Research/Benchmarks
Research · Legal AI Evals

Legal AI Benchmarks Should Evaluate Scaffolds, Not Just Models

Most legal AI leaderboards answer one question: which model performs best. But lawyers never use a raw model. They use it inside a system. We ran the same model through three setups (plain chat and two scaffolds) to see how much the system around the model actually matters.

LN Labs Research·Published June 2026·8 min read

Most legal AI leaderboards today answer one question: “Which model performs best on legal tasks?” That is an important question. But it is no longer enough.

In real legal workflows, lawyers and legal teams rarely use a raw model directly. They use a model inside an application that sends prompts to the model, lets it use tools, provides document retrieval and parsing, and adds validation logic and complex agentic workflows. In other words, they use a scaffold. And if the scaffold changes the quality of the output, then evaluating the model alone gives us only part of the picture.

Are we evaluating the model, or the full system that helps the model perform the task?

01 · Precedent

What coding evals already showed

Earlier this year, Princeton’s Holistic Agent Leaderboard highlighted an important point from coding-agent evaluations: running the same model through different scaffolds can produce materially different results.

Princeton HAL · CORE-Bench

Running Opus 4.5 with a Claude Code-based scaffold substantially outperformed the earlier CORE-Agent scaffold: same model, different surrounding system, different score.

hal.cs.princeton.edu

This is not just a coding story. The model matters, but so does the surrounding agentic system: the tools, the execution loop, the file access, the test-running environment, and the way the task is decomposed. Legal AI is now reaching the same point.

02 · Context

Why this matters for legal AI

Legal AI is moving from simple Q&A into long-horizon legal work: reviewing a vendor data processing agreement against internal privacy requirements, identifying compliance gaps against a new regulatory update, mapping legal obligations to internal teams. For this type of work, the model is only one component. The final performance depends on the full configuration around the model.

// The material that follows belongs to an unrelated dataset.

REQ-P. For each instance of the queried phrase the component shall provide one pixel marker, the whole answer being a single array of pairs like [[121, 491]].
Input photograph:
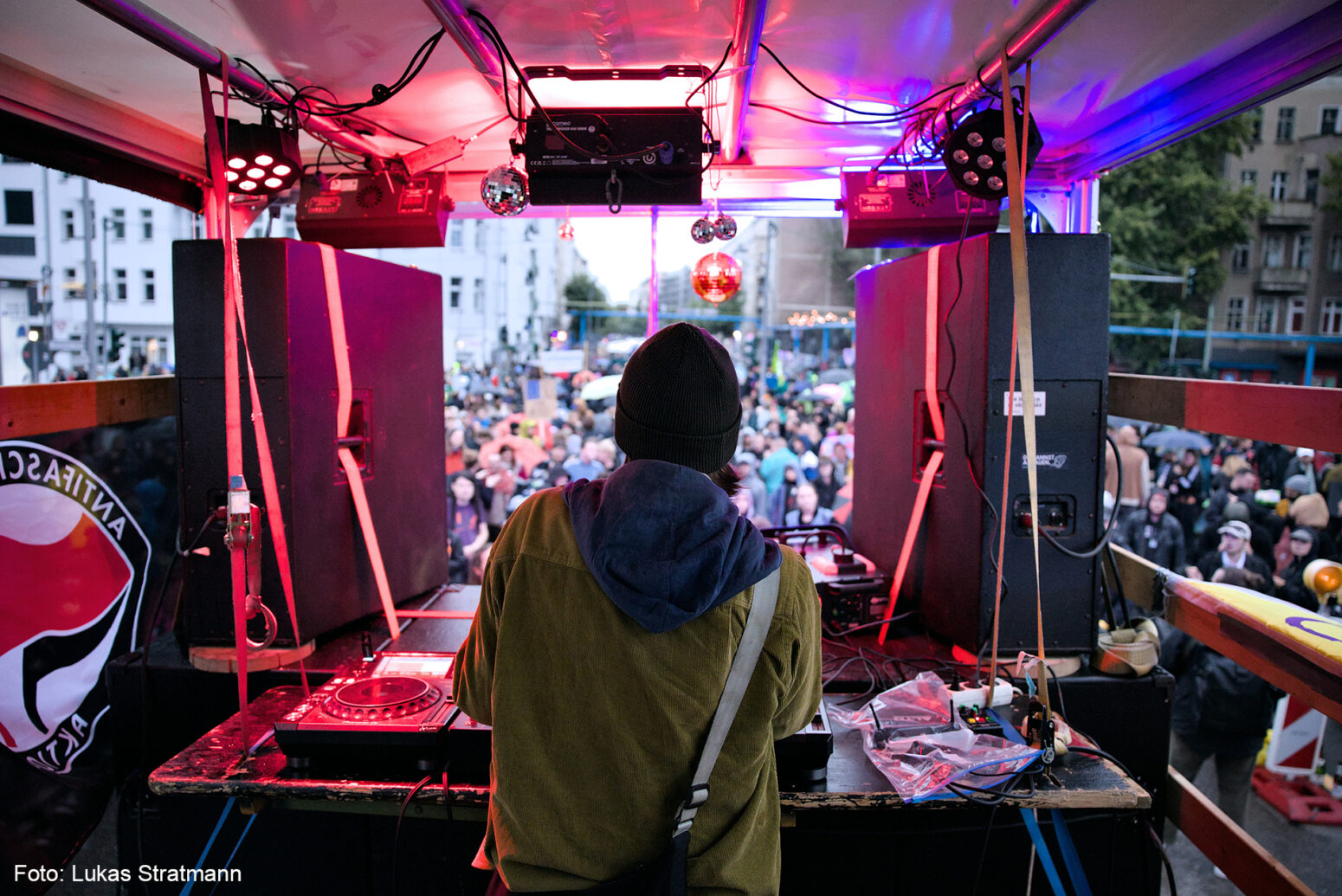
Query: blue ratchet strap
[[1046, 859], [210, 842], [1070, 859]]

That is why model-only legal benchmarks are useful, but incomplete.

Harvey · Legal Agent Benchmark

An open-source benchmark to evaluate legal agents on realistic work. Each task includes an instruction, a client matter with relevant materials, and a required work product for review, plus an execution harness for running and scoring agents.

It moves legal evals closer to how legal work is actually assigned →

If legal agents are becoming the unit of work, why are so many legal AI comparisons still focused mainly on the model?

03 · Hypothesis

Our hypothesis

The same model may perform differently depending on the legal scaffold wrapped around it, and the cost of completing those tasks may differ too.

If scaffold choice changes performance in coding tasks, it may also change performance in legal tasks.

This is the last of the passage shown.